Locke

Never mind Jean-Luc Godard’s dictum about a girl and a gun being all that’s required to a make a film – Steven Knight (writer of Dirty Pretty Things and Eastern Promises) here proves that Tom Hardy’s granite face and a speakerphone will do just fine. In fact, the Brit filmmaker squeezes white-knuckle tension from a scenario so low-key and minimalist it could unfold as a release-set stage play.

Hardy is Ivan Locke, driving a BMW from Birmingham to Croydon. It’s late evening. Darkness envelops the car. Sodium streetlights scroll across the windscreen. Locke is on his buzz, soothing nerves, stemming tears, staving off disaster. He is, as his name suggests, a controlled, trusty man, a construction engineer with a rock-solid home life. But everything is about to crumble, thanks to a past indiscretion we won’t spoilerise here.

The calls are to his wife (Ruth Wilson), telling her of his indiscretion and his whereabouts, and to his work supporter (Andrew Scott) to clarify he won’t be there for a essential concrete pour laying the foundations of a skyscraper – a job worth £11m. Also on speed dial are his irate boss, his teenage son and one other whose identity is key to the plot. Each voice is vivid, painting pictures that open out the drama from the tin box gliding through the night, but Hardy’s is the only face on screen.

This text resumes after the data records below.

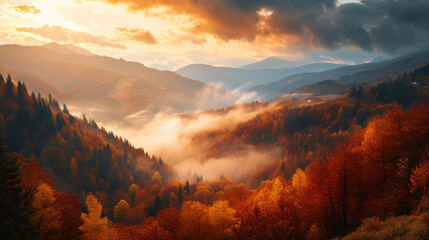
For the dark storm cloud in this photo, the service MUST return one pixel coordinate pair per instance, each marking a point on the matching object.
(372, 24)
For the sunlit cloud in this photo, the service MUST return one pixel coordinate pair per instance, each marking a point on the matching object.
(136, 34)
(27, 9)
(60, 34)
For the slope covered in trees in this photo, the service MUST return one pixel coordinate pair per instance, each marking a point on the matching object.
(80, 157)
(304, 131)
(348, 166)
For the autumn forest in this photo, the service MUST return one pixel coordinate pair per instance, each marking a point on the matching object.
(296, 120)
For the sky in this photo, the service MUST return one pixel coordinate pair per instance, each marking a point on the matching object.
(169, 34)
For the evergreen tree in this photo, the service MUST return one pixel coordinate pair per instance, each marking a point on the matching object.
(187, 187)
(15, 210)
(2, 83)
(65, 110)
(9, 87)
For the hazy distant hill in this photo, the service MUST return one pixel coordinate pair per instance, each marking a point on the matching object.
(363, 73)
(271, 63)
(116, 87)
(232, 78)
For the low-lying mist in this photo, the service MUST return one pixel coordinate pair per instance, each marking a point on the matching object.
(184, 140)
(173, 138)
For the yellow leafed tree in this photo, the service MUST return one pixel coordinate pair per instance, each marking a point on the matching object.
(94, 226)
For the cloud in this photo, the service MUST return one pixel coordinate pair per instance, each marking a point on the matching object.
(185, 37)
(315, 23)
(60, 34)
(184, 140)
(27, 9)
(136, 34)
(55, 33)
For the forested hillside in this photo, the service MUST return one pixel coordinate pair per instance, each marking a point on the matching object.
(79, 156)
(359, 160)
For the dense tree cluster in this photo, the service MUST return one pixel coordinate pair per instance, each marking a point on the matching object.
(80, 157)
(352, 164)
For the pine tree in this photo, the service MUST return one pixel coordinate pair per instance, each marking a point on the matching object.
(15, 210)
(9, 87)
(65, 110)
(2, 83)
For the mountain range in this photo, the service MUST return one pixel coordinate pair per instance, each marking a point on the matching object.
(368, 73)
(106, 88)
(250, 75)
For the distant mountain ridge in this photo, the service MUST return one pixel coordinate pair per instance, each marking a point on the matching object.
(67, 49)
(115, 87)
(233, 78)
(272, 63)
(354, 74)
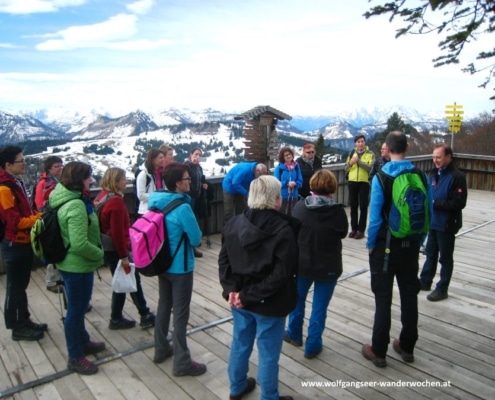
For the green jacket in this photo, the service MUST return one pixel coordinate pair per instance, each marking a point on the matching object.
(79, 229)
(360, 171)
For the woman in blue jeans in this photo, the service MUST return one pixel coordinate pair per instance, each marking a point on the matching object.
(114, 224)
(257, 267)
(81, 234)
(324, 224)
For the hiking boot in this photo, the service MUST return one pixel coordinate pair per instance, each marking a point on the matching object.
(293, 342)
(407, 357)
(159, 359)
(27, 333)
(55, 288)
(436, 295)
(309, 356)
(36, 326)
(194, 369)
(83, 366)
(249, 388)
(122, 323)
(94, 348)
(147, 321)
(367, 352)
(359, 235)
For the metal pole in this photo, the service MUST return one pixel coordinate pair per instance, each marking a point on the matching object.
(452, 134)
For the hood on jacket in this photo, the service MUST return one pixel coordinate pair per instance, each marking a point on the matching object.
(394, 168)
(259, 225)
(162, 198)
(61, 195)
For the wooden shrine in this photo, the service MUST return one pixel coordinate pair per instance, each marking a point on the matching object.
(260, 135)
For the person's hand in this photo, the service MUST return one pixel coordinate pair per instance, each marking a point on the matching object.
(126, 265)
(235, 300)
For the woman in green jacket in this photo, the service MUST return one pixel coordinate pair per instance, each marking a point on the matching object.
(81, 234)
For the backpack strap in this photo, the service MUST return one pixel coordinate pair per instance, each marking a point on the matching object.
(171, 206)
(387, 182)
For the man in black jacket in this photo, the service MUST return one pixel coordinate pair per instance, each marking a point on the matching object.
(449, 198)
(258, 273)
(309, 163)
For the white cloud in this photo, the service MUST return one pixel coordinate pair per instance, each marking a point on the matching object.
(36, 6)
(141, 7)
(116, 28)
(8, 46)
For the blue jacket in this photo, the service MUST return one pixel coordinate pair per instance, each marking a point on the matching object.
(392, 168)
(179, 220)
(239, 178)
(283, 174)
(449, 198)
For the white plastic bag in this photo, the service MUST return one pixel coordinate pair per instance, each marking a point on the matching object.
(122, 282)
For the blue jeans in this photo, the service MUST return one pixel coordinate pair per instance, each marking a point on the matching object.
(269, 334)
(175, 291)
(358, 199)
(118, 299)
(323, 291)
(78, 289)
(439, 243)
(403, 265)
(18, 259)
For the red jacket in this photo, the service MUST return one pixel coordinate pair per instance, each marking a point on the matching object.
(115, 222)
(15, 210)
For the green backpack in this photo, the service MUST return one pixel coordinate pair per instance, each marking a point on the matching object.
(406, 209)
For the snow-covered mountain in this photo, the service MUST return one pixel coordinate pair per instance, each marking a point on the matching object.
(99, 124)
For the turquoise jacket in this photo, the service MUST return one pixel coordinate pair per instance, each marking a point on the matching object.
(79, 229)
(179, 220)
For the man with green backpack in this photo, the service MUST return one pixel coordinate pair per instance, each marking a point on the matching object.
(399, 220)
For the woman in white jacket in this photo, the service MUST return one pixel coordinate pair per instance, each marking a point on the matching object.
(150, 178)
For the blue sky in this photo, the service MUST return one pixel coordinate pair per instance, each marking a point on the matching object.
(299, 56)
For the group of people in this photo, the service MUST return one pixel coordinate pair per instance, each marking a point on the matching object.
(270, 259)
(83, 222)
(274, 248)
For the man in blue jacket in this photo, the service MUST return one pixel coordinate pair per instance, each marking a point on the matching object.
(449, 198)
(403, 264)
(236, 187)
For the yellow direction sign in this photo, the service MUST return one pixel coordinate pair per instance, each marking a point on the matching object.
(454, 114)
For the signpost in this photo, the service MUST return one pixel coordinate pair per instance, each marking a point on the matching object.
(454, 114)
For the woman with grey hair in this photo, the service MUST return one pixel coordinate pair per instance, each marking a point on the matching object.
(258, 267)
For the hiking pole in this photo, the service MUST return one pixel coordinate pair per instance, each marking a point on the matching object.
(206, 218)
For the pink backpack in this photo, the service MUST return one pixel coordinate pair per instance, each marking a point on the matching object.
(149, 242)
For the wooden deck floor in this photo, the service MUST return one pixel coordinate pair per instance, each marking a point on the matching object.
(455, 354)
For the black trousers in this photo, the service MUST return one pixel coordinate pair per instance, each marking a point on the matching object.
(18, 259)
(403, 265)
(359, 193)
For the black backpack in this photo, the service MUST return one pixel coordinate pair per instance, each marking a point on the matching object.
(2, 224)
(46, 238)
(148, 181)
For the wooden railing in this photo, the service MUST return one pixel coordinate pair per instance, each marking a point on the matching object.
(479, 170)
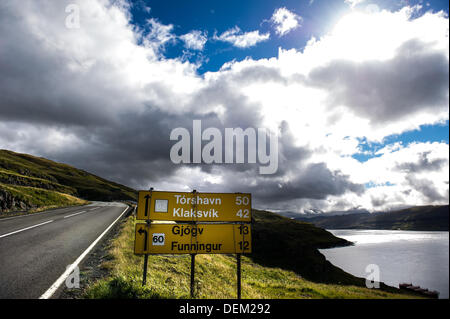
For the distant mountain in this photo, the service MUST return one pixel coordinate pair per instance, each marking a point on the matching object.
(432, 218)
(29, 182)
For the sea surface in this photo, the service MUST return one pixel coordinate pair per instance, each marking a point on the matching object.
(417, 257)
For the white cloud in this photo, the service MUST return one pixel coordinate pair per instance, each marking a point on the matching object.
(242, 39)
(194, 40)
(100, 89)
(160, 34)
(285, 21)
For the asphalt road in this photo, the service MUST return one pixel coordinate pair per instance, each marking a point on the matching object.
(36, 249)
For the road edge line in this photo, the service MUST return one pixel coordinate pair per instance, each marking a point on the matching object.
(26, 228)
(50, 291)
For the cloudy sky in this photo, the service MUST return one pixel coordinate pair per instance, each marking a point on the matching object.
(356, 91)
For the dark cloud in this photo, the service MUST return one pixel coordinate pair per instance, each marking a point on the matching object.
(416, 79)
(121, 131)
(426, 187)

Speaking in a southern Welsh burr and wearing a jumper as woolly as his beard, the actor is as small here as he was big in The Dark Knight Rises and Bronson. With his marriage dynamited and his career collapsing, he rubs at his mouth and presses at his temples but otherwise tamps down emotions like packed cement. This is an ordinary man trapped in an extraordinary situation but not of the kind we’re used to considering on screen; neither explosions nor chases arrive to quicken viewers’ pulses but the insistent bleep of call waiting. It’s a remarkable performance.

Written by Knight in a week and shot in two, Locke is not without its incorrect turns. Perhaps not trusting his script and his leading man as much as he should, Knight cuts between angles with distracting urgency, manufacturing ‘energy’ when holding shots would better serve the claustrophobia. Similarly, a backstory involving Locke’s mistreatment by his father is overripe exposition, too keen to clarify our hero’s pathological insistence on clenching his emotions and offering immovable support in all situations.

But otherwise Knight’s micro-thriller is a triumph, not only boasting superior sound design and lighting to thicken the atmosphere but managing to make detailed monologues about pouring concrete edge-of-your-seat stuff. Well worth taking for a spin. A Making Of lasts all of five minutes, but there’s a full-length commentary (albeit with Knight riding solo through the night).